Title: Medical Monitor
Job Location: Bangalore
Department: Clinical Development – Medical & Regulatory Affairs
About Syngene
Incorporated in 1993, Syngene International Ltd. is an innovation-focused global discovery, development and manufacturing organization providing integrated scientific services to the pharmaceutical, biotechnology, nutrition, animal health, consumer goods and specialty chemical industries around the world. Syngene’ s clientele includes world leaders such as Bristol-Myers Squibb, Baxter, Amgen, GSK, Merck KGaA and Herbalife. Its innovative culture is driven by the passion of its 4240- strong team of scientists who work with clients from around the world to solve their scientific problems, improve R&D productivity, speed up time to market and lower the cost of innovation.
Job Description:
Role: Associate Research Physician/Associate Manager
Key Responsibilities:
- Associate Research Physician in clinical trial related projects covers various therapeutic areas, medical review, assessment, and interpretation of clinical and safety data to ensure that the data are correct and presented with the appropriate medical interpretation and in accordance with applicable regulatory and SOP requirements.

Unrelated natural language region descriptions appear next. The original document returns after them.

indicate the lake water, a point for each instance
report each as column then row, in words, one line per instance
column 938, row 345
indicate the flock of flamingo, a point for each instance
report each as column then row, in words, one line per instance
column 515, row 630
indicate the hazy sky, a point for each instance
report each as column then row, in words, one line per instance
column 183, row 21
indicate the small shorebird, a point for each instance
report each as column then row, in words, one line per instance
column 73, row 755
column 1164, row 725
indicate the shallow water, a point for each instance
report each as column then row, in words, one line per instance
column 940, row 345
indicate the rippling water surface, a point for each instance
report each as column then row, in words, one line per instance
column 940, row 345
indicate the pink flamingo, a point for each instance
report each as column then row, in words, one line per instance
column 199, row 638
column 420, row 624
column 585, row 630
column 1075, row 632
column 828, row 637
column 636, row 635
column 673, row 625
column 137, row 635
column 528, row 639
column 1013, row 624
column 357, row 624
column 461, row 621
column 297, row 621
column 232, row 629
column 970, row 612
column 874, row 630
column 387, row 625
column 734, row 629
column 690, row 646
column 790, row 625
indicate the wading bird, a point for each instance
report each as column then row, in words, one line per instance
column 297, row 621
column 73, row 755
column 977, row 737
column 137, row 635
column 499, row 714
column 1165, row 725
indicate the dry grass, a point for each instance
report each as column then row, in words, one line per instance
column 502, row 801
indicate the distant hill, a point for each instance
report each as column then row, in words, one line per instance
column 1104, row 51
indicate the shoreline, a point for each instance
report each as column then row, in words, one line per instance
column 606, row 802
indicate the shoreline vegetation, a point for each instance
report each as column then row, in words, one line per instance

- Support in the preparation and review of protocol related appendices like Investigator’s Brochure, Informed Consent Document, Investigator’s Undertaking, and any other documents related to protocol and CSR.
- Review of the MedDRA and WHO Drug Insight coding as and when required for the projects.
- Support the Senior Research Physician in generating SAE narratives and performing quality review and analysis of similar events.
- Communication of the SAE to all stakeholders as per the format and timelines indicated in the guidelines and internal SOP and keep a track of the same when required for clinical trials.
- Take a lead role in drafting the Integrated Summary of Safety and Efficacy for all clinical trial projects where in he/she is designated the responsibility.
- Review of protocol and protocol synopsis for BA/BE and phase studies in collaboration with clinicians, bioanalytical personnel, biostatisticians, regulatory affairs personnel, and medical monitor.
- Preparation of Medical Monitoring Plan (MMP) and Risk Evaluation and Mitigation Strategy (REMS), if applicable.
- Preparation of SFQs (Site Feasibility Questionnaires) and summary for patient-based studies.
- Training the required study team members and addressing protocol related queries in a timely manner.
- Provide input regarding deliverables with accuracy timelines and processes and support completion of quality regulatory documents.
- Managing documents with multiple review cycles and deadlines.
Educational Qualification:
MBBS MD Pharmacology.
Experience:
Up to 2 Years.
Behavioral Skills:
- Should have good communication skill and should be a good team player.
- Ability to work successfully in a dynamic, ambiguous environment.
- Ability to meet tight deadlines and prioritize workloads.
- Ability to develop new ideas and creative solutions.
- Should be a focused employee.
Equal Opportunity Employer:
It is the policy of Syngene to provide equal employment opportunity (EEO) to all persons regardless of age, color, national origin, citizenship status, physical or mental disability, race, religion, creed, gender, sex, sexual orientation, gender identity and/or expression, genetic information, marital status, status with regard to public assistance, veteran status, or any other characteristic protected by applicable legislation or local law. In addition, Syngene will provide reasonable accommodations for qualified individuals with disabilities.